Charles Schwab Cup Championship

 
 
Unlike Tiger, Thorpe talks a good game - 10/26/07
 
November 30, 2007

By Bob Padecky, Press Democrat Columnist

SONOMA

He is without peer, rival, or any true competition. Tiger Woods stands alone, up there, like King Kong but without any airplanes around him. Tiger's only challenger is himself, and he should be a heck of a carrot at the end of the stick. Should be easy to sell minorities on golf if Woods is what's being sold. He has everything. He IS everything. He lacks for nothing.

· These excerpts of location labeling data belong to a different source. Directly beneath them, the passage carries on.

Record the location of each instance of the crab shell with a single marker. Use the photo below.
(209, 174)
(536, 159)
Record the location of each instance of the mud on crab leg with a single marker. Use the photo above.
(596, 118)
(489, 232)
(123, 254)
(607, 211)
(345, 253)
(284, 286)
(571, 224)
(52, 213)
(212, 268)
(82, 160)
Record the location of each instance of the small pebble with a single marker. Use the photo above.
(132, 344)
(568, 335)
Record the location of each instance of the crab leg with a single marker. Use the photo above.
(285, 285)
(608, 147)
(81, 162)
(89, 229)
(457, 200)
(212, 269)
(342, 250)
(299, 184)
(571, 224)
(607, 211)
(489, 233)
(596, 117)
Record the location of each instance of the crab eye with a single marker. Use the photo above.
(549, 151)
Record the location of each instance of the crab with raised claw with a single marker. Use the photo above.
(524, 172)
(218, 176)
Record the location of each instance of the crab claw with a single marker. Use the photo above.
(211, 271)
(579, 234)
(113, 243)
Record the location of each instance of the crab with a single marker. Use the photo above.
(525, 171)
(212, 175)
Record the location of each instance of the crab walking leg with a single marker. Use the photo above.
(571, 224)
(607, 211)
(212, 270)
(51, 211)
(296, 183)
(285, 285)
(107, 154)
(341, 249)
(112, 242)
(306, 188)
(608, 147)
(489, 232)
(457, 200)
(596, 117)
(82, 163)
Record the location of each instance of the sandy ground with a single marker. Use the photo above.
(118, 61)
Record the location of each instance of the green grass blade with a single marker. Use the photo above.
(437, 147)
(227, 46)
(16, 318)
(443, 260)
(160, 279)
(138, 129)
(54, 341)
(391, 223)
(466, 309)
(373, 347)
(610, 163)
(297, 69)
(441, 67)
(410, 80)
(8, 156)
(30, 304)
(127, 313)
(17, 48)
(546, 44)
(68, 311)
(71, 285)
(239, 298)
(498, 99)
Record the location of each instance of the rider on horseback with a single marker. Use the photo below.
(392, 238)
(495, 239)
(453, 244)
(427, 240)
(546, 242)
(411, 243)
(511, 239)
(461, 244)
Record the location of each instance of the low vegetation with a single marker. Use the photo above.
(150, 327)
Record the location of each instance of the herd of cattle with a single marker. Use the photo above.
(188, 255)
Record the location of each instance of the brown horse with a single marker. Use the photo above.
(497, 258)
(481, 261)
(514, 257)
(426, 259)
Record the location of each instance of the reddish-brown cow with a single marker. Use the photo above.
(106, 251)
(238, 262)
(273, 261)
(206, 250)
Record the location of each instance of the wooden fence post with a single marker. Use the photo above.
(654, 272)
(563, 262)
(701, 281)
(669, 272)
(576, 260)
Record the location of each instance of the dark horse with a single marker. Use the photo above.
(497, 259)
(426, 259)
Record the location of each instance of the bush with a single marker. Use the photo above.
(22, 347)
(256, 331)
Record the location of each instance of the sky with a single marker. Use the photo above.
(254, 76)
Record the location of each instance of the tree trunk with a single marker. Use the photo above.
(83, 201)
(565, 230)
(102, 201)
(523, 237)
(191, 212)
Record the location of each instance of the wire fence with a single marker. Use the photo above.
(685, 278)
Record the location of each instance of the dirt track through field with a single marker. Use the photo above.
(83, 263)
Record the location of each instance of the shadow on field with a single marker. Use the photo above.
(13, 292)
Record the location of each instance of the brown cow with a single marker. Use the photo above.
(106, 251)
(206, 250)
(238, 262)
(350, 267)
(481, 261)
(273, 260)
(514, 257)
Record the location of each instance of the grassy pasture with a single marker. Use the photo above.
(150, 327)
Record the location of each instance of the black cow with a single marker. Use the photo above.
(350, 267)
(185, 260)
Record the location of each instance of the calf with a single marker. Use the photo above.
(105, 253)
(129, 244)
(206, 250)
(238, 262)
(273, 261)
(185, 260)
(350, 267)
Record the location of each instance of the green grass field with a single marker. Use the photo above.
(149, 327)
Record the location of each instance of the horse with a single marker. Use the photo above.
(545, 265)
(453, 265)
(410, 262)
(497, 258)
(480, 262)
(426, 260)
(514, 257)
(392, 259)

That's the problem, the distance between Tiger Woods and the rest of the world's golfers, or the rest of the world for that matter. When was Tiger's last problem? His fingernails were a little long? Tiger's so far removed from nearly everyone's perception of reality.

"This is the first thing they say: 'I can't be like Tiger Woods'," said Jim Thorpe, the first round co-leader of the Charles Schwab Cup Championship Thursday.

"They" are minority kids. Thorpe, a black man, speaks to minorities all the time while on the Champions Tour. Of course it doesn't matter to the kids that no one else, even Woods' fellow PGA pros, can be like Woods either. Woods is a bully, not of intent, but of accomplishment, and Thorpe has a difficult time getting kids past that.

"Does Tiger intimidate the kids?" I asked.

"Sure, but he intimidates the guys he plays with," said Thorpe, 58. "Heck, he intimidates me. See how he looks? He's cut like a rock. He's (torso) big as a tree."

With an image larger than life. But would Thorpe give up the hunt to bring minorities into golf? He's made it an obsession, as he has two careers now, one on the Champions Tour and one as recruiter. And Thorpe has never backed off from intimidation.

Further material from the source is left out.